Background: I am new to genomics and have few programing skills. I depends on VCF and VCFTools for my genomic analysis.

I have my population genomic data in VCF format which is popular in human 1000 genome project. By using VCFTools, I can get allele frequency statistics for each locus and this allele frequency is summarized by all the individuals in the VCF file.

my question:
I want to prepare an input file for some population genetic software, like BayeScan (http://cmpg.unibe.ch/software/bayescan/index.html) to predicting selection along the genome. I need to export an allele frequency statistics for each populations (a group of individuals), and the allele frequency for the same loci (genomic position) should have the same alleles and in the same order.

But, the allele frequency from VCFTools do not satisfy my need. For some ZERO count allele, it outputs nothing. I need the allele frequency was output for all alleles in the locus for all the populations.

I would like to hearing your directions on my problem. All who depends on VCF will benefit from your suggestions.

Thanks in advance.

Example:

This is an example for my data, here euro, ice, norA are three populations. For the position, 1, 3, 32 there are frequency for two allele each in population euro, but only one for the other two populations. I need the Zero count alleles be output as 0 not nothing.

abt6-mao-mbp:BayeScan jianfengmao$ head euro_chr1.frq.count

CHROM POS NALLELES NCHR {ALLELE:COUNT}

1 1 2 9 T:8 A:1

1 3 2 9 A:8 G:1

1 32 2 9 C:7 G:2

1 69 1 9 A:9

1 75 1 9 G:9

1 87 1 9 C:9

1 88 1 9 T:9

1 116 1 9 A:9

1 141 2 9 C:0 T:9

abt6-mao-mbp:BayeScan jianfengmao$ head ice_chr1.frq.count

CHROM POS NALLELES NCHR {ALLELE:COUNT}

1 1 1 3 T:3

1 3 1 3 A:3

1 32 1 3 C:3

1 69 1 3 A:3

1 75 1 3 G:3

1 87 1 3 C:3

1 88 1 3 T:3

1 116 1 3 A:3

1 141 2 3 C:0 T:3

abt6-mao-mbp:BayeScan jianfengmao$ head norA_chr1.frq.count

CHROM POS NALLELES NCHR {ALLELE:COUNT}

1 1 1 6 T:6

1 3 1 6 A:6

1 32 1 7 C:7

1 69 1 6 A:6

1 75 2 6 G:5 A:1

1 87 1 6 C:6

1 88 1 6 T:6

1 116 1 6 A:6

1 141 2 7 C:0 T:7

Have a look at a scripting language that allows you to easily read your data files line-by-line. Then split the lines into columns and evaluate the data in those columns respectively. You can use a hash-map to keep track of the counts for each allele (allele names become keys, their accumulated frequency is the respective value).

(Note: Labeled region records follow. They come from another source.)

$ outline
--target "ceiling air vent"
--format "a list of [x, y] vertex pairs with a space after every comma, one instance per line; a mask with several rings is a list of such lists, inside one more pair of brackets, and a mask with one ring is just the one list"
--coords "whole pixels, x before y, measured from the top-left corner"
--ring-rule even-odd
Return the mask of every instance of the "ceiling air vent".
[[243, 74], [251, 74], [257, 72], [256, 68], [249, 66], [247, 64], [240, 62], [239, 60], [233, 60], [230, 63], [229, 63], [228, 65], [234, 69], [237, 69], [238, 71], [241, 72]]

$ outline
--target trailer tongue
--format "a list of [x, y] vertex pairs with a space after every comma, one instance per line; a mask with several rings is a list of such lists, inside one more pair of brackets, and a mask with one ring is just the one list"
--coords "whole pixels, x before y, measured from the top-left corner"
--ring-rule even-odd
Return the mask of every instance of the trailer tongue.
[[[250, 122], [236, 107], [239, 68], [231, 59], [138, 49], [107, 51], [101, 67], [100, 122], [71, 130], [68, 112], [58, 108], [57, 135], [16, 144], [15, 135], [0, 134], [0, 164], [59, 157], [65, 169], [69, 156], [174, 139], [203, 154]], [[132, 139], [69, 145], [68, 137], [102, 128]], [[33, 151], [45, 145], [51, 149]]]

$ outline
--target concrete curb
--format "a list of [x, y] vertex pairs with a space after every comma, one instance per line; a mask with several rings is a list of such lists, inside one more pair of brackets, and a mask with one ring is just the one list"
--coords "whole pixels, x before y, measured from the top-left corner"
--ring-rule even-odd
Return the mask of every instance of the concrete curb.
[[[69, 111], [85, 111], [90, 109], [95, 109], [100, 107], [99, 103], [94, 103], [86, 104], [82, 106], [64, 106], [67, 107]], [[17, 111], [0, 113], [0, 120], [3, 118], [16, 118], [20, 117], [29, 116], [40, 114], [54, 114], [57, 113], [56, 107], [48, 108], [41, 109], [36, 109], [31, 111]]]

For Python, it would look a bit like this:

• read the file using a for-loop, see "An alternative approach to reading lines is to loop over the file object.", http://docs.python.org/tutorial/inputoutput.html
• split the string that represents the line's contents using "split", http://docs.python.org/library/string.html
• keep track of allele-to-frequency mappings using a dictionary, see "5.5. Dictionaries", http://docs.python.org/tutorial/datastructures.html

Regarding the frequency count, you would use the hash-map/dictionary as follows (I call the Python dictionary frequencies):

• you can check whether you have stored a frequency for an allele x already using if _x_ in frequencies:
• if you have a frequency for that allele stored already, do accumulated_count = frequencies[_x_] followed by frequencies[_x_] = accumulated_count + count_of_this_line
• if there is no frequency stored for that allele yet, then do frequency[_x_] = count_of_this_line

This Perl script takes a VCF and a sample-population pair list as input and outputs the allele count at each site for each population (you need the -s option). The Lua version has a few comments. Example:

zcat ALL.2of4intersection.20100804.genotypes.vcf.gz | vcf2afs.pl -s 20100804.ALL.panel -

This DOESN'T answer your question, but you can learn from the script.